The second challenge was database boundaries. It would have been easier to put everything in one database, but that would make the architecture less meaningful. splatGraph needed each database to do a different job:

  • Aurora PostgreSQL stores the durable authored graph.
  • DynamoDB records the raw live path.
  • Aurora DSQL stores the published public manifests.

The third challenge was communicating the idea quickly. “Photo platform” is too vague. “3D splat wiki graph” is too technical. The final framing became:

Images become nodes. Points become links. Paths become 3D trajectories.

Accomplishments that we're proud of

We are proud that splatGraph has a simple interaction model with a serious architecture underneath it.

A user can understand the app visually: open a photo, click a point, follow a link, enter another scene, read a wiki entry, save a path, and replay it later.

Underneath that flow is a full graph lifecycle:

  • authored spatial data
  • point-level image links
  • generated child splat scenes
  • recorded runtime events
  • compiled trajectories
  • published public manifests
  • visible database write boundaries

We are also proud of the idea that a photograph can become a place, not just an object. splatGraph makes images navigable, linkable, explorable, and replayable.

The core accomplishment is that splatGraph is not just a photo app with 3D features.
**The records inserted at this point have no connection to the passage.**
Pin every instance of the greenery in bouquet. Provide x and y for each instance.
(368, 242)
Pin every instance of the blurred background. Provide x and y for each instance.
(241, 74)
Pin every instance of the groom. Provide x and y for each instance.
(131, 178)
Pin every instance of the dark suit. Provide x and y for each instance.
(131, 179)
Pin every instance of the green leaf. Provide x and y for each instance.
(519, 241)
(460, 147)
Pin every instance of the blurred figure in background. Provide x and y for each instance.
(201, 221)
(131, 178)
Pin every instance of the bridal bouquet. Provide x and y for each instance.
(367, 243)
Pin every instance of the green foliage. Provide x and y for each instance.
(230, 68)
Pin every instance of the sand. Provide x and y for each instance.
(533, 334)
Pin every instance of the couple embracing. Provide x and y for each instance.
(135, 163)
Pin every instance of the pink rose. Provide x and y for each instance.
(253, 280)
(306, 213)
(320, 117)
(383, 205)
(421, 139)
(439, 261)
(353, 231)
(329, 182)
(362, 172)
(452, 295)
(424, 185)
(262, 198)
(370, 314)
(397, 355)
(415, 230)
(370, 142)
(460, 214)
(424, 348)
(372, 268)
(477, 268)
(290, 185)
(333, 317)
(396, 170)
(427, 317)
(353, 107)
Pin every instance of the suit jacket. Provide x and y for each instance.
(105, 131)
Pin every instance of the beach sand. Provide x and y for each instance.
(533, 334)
It is a spatial graph authoring system where photos, points, splats, wiki entries, and trajectories are all connected graph objects.

What we learned

We learned that spatial media needs a graph model.

A 3D place is not just geometry. It is made of anchors, viewpoints, details, memories, references, edits, and paths. A photo is not just a file. It can become an addressable surface with internal links. A user journey is not just analytics. It can become an authored trajectory that others can replay.

We also learned that AWS Databases are strongest when each one has a precise job.

Aurora PostgreSQL works well as the canonical authored graph.

DynamoDB works well as the raw trajectory recorder.

Aurora DSQL works well as the published public distribution layer.

That separation made the product clearer, not just the architecture.

What's next for splatGraph

Next, we want to expand splatGraph from a single demo place into a public spatial photo discovery wiki and personal spatial photo platform.

The near-term roadmap is:

  • support private personal photo graphs
  • import public-domain and Creative Commons image collections
  • support more landmarks, museums, cathedrals, campuses, warehouses, streets, and event spaces
  • let contributors add photos, anchors, wiki entries, and point-level links
  • generate child splat scenes from any contributed photo
  • improve trajectory playback into guided tours
  • add moderation and citation workflows for public wiki quality
  • publish stable public manifests for each place
  • make splatGraph usable as a new layer between photo libraries, image search, maps, spatial computing, and public knowledge

The long-term goal is to build the world’s spatial photo graph: a public wiki where photographs are not endpoints, but doors.